Frln Schneider (Regina Lemnitz as replacement for Maren Kroymann) and Herr Schultz (Peter Kock), who turned out, miraculously, both to have wholly agreeable singing voices, played their scenes well – though they were left standing curiously ‘undirected’ in the middle of an open stage during confrontations which cry out for intimacy. They made ‘Heirath’ into the musical hit of the night ... I was humming it in the interval and again after the show. They also both played their characters as pleasantly ‘ordinary’ everyday people: the role of Frln Schneider, often star cast, can easily become overcooked. She is a boarding-house keeper. Here, reality remained, and the show gained greatly. So much for the ‘real’ people of the tale. Except, of course, Sally should be one of these, too. I haven’t enthused over any Sally since I saw her played, with touching naivety (and plenty of voice), by a little blonde ex-chorine at Farnham Repertory Theatre in the 1980s. I guess that lass hadn’t seen the movie, or else she had the sense to know that she wasn’t equipped to compete with the Minnelli image. So much the better for her. And me. Tonight’s shapeless Sally was all over the place.
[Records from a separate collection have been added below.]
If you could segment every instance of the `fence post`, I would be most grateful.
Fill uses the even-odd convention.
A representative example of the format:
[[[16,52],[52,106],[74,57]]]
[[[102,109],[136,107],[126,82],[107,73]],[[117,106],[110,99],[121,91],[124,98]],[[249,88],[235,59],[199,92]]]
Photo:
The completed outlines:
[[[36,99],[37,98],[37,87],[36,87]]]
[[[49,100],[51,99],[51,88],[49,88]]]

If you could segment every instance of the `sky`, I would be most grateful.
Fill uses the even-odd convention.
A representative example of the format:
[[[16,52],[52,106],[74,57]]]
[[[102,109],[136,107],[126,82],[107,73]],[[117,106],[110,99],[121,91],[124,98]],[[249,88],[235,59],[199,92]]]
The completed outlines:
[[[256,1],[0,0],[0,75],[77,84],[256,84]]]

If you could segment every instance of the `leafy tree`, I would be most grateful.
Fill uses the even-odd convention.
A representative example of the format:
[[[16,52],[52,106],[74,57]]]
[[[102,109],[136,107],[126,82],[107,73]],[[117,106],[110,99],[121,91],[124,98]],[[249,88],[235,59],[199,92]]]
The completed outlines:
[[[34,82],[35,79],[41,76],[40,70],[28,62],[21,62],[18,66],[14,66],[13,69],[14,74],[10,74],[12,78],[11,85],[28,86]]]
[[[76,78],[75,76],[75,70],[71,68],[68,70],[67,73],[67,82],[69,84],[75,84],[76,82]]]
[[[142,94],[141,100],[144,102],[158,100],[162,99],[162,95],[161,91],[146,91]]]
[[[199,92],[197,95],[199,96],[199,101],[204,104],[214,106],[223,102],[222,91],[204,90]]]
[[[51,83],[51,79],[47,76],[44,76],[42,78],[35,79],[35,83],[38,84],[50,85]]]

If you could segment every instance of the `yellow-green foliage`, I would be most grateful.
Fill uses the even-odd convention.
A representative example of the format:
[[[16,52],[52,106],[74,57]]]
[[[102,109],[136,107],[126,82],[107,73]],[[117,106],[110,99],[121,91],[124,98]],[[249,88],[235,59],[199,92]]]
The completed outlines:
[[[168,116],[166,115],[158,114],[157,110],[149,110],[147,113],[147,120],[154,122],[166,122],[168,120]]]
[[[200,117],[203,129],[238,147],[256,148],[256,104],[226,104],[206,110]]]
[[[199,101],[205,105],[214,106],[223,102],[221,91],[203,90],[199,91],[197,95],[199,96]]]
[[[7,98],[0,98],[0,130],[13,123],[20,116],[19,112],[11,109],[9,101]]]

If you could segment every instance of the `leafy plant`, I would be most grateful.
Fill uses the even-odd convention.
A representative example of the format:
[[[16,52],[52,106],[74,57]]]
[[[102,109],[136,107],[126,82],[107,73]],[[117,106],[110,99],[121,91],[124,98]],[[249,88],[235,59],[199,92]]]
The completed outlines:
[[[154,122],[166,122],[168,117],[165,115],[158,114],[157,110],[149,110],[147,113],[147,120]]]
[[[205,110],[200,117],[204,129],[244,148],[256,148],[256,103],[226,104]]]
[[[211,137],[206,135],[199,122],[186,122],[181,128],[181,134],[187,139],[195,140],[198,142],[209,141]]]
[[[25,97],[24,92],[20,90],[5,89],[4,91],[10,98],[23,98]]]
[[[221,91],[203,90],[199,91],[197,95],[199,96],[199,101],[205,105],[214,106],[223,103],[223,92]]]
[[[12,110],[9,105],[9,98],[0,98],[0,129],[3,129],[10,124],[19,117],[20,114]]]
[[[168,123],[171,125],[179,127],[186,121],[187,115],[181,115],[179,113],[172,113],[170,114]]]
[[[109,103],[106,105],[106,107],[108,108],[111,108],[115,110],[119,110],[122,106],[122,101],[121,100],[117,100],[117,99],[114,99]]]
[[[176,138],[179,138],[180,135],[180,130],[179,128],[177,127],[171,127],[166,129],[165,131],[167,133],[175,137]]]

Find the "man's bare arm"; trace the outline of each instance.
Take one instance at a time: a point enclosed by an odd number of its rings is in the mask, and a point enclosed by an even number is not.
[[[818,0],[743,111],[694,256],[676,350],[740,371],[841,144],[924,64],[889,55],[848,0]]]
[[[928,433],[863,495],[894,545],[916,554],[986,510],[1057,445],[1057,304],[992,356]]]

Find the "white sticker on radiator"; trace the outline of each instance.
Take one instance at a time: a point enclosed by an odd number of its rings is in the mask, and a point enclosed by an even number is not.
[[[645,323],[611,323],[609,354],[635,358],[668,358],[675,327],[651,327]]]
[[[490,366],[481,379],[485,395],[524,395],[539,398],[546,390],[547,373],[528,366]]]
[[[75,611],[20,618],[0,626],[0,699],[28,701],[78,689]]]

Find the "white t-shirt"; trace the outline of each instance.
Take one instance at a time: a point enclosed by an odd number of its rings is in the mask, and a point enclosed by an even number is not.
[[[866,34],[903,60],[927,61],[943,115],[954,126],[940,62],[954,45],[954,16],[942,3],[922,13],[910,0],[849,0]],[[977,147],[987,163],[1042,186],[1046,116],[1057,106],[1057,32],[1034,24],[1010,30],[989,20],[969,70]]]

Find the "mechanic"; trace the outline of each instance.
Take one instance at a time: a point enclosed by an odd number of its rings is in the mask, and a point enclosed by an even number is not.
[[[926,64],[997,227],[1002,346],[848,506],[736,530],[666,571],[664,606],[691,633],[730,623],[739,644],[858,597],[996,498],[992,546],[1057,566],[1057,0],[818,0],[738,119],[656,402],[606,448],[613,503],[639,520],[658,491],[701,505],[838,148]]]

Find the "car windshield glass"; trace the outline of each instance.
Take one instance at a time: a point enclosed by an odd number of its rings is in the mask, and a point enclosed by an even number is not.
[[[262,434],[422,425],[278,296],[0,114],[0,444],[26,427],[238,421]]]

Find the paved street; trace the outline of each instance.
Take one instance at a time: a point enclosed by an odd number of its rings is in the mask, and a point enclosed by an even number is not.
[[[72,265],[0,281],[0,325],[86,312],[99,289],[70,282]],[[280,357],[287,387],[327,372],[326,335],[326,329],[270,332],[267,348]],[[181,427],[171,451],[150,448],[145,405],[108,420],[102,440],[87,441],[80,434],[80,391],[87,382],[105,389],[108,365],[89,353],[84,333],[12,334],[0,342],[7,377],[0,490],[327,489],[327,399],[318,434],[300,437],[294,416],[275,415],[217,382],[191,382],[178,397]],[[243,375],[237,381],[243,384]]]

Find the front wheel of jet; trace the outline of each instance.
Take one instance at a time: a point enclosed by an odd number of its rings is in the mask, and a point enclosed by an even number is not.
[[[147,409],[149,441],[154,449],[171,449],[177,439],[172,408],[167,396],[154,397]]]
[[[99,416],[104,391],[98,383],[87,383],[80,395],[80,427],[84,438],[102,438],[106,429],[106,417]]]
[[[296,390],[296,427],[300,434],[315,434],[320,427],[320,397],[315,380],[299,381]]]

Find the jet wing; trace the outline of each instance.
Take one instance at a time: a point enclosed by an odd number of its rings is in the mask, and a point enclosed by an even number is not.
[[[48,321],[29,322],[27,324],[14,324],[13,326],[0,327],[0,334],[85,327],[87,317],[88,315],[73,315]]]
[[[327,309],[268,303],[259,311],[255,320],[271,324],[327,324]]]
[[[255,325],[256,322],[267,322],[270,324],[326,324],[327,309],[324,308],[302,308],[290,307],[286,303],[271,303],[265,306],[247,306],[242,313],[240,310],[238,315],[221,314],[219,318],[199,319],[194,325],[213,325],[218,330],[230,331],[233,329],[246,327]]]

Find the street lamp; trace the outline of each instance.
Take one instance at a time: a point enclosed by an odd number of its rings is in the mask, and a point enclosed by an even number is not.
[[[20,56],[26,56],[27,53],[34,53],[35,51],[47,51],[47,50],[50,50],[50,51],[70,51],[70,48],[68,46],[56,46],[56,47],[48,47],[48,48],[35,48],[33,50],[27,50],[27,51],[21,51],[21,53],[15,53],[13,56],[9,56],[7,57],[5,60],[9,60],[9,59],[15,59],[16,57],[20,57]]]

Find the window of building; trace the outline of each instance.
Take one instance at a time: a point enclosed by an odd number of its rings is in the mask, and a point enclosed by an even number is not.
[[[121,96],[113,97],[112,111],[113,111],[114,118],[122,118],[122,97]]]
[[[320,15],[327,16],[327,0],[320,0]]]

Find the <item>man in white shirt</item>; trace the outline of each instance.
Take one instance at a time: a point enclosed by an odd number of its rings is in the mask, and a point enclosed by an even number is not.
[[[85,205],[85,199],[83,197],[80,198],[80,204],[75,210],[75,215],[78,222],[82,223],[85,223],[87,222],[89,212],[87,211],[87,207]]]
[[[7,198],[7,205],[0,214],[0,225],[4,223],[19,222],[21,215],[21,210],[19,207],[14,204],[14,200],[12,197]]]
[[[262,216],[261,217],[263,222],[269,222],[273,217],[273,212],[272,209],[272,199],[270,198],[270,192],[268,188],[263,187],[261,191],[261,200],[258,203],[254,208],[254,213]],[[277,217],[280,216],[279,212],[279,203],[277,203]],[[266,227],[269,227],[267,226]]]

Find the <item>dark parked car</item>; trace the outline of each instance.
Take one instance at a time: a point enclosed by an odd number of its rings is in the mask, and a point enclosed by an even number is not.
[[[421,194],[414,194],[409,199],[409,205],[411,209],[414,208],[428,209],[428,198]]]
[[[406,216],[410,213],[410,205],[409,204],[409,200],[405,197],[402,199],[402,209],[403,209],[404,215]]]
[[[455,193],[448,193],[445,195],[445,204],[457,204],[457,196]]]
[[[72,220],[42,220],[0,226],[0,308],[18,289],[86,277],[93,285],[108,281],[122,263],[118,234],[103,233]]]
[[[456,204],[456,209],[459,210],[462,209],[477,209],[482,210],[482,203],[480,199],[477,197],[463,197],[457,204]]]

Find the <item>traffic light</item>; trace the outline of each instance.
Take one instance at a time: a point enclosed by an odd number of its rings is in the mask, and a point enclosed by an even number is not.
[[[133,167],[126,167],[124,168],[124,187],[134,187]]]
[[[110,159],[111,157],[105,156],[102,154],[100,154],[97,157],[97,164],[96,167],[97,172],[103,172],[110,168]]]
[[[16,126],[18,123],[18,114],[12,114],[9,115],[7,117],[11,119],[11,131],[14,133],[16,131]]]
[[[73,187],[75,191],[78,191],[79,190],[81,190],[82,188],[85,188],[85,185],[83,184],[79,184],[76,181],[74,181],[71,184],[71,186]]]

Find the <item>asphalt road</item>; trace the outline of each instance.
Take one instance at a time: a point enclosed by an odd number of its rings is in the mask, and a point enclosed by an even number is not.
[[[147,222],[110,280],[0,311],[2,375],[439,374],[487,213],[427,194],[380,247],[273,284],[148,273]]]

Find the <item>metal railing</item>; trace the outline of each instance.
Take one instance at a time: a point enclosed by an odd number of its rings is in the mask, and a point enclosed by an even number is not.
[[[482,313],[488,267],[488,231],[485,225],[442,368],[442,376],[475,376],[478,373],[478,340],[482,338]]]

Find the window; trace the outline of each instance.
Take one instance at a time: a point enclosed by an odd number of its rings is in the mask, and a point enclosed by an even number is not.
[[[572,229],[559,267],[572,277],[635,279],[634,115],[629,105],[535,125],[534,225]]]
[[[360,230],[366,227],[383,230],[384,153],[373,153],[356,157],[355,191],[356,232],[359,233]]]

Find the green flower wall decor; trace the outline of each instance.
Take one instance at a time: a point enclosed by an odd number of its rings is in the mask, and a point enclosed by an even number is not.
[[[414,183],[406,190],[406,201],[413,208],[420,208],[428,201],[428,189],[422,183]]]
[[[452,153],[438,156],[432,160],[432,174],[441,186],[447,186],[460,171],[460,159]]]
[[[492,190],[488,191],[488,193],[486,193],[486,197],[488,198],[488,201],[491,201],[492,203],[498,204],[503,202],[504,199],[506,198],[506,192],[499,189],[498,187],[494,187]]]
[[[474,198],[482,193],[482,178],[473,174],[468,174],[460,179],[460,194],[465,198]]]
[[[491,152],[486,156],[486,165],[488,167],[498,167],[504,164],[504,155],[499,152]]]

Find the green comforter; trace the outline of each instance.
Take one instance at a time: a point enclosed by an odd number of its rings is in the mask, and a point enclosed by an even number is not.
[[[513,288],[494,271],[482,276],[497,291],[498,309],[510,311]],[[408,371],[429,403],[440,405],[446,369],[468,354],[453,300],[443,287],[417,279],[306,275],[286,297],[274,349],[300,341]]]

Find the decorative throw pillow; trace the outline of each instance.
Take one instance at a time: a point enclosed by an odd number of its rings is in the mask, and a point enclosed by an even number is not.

She blasted her way through act one, with nary an ounce of light and shade, and just when – in the second act – one started to feel that there was a real and sympathy-worthy woman hiding under that tacky wig, she came out with shudderworthy, draggy, misshapen versions of ‘Maybe This Time’ and ‘Cabaret’ which seemed to have nothing to do with the rest of the show or the (otherwise very effective) orchestrations. No. As the youth of today say: ‘fail’. 

 The role of the emcee (Eric Rentmeister) was efficiently played – in song, speech and dance – in the established, but now rather uninteresting, Joel Grey style, the four Kit Kat girls (one an extremely clever male, Mogens Eggemann) were choreographed, in the manner we are supposed to believe has something to do with the 1930s, in a most lively, vigorous and enjoyable set of routines, and the small parts were all competently played. Except one. How on earth did the director permit the amateurish, end-of-the-pier portrayal of Frln Kost? Has he (and she) never heard of ‘less is better’? This woman’s pantomimish antics took the edge off the scenes of Frln Schneider’s romance and also off the climactic end of act one. The two key moments of the evening’s drama were almost ruined by an inept clown. 

I realise that my comments here do contain a lot of negatives. But, at the end of the show, I am happy to say that (as the ladies with hair squealed out jolly volleys of hoorays) I really didn’t feel too bad at all. I wasn’t complaining about the sum total of the evening's entertainment. Cliff had been superb, Schultz and Schneider very fine … and that meant that the show’s heart had been sweetly and dramatically solid. Sally? I’d more or less given up on her as soon as I saw the wig, and I simply didn’t let her bother me too much. She was back where she should be: a supporting character. Frln Kost, of course, did bother me .. but then, to make up for her, we had the train! A Cabaret with a solid heart will do me. Especially when it is as vigorously enlivened by its Girls and by its orchestra as this one is, and especially when it is played in such a friendly venue … but I think I may now go for a few years without seeing another version – any version – of this musical. Enough is enough is enough.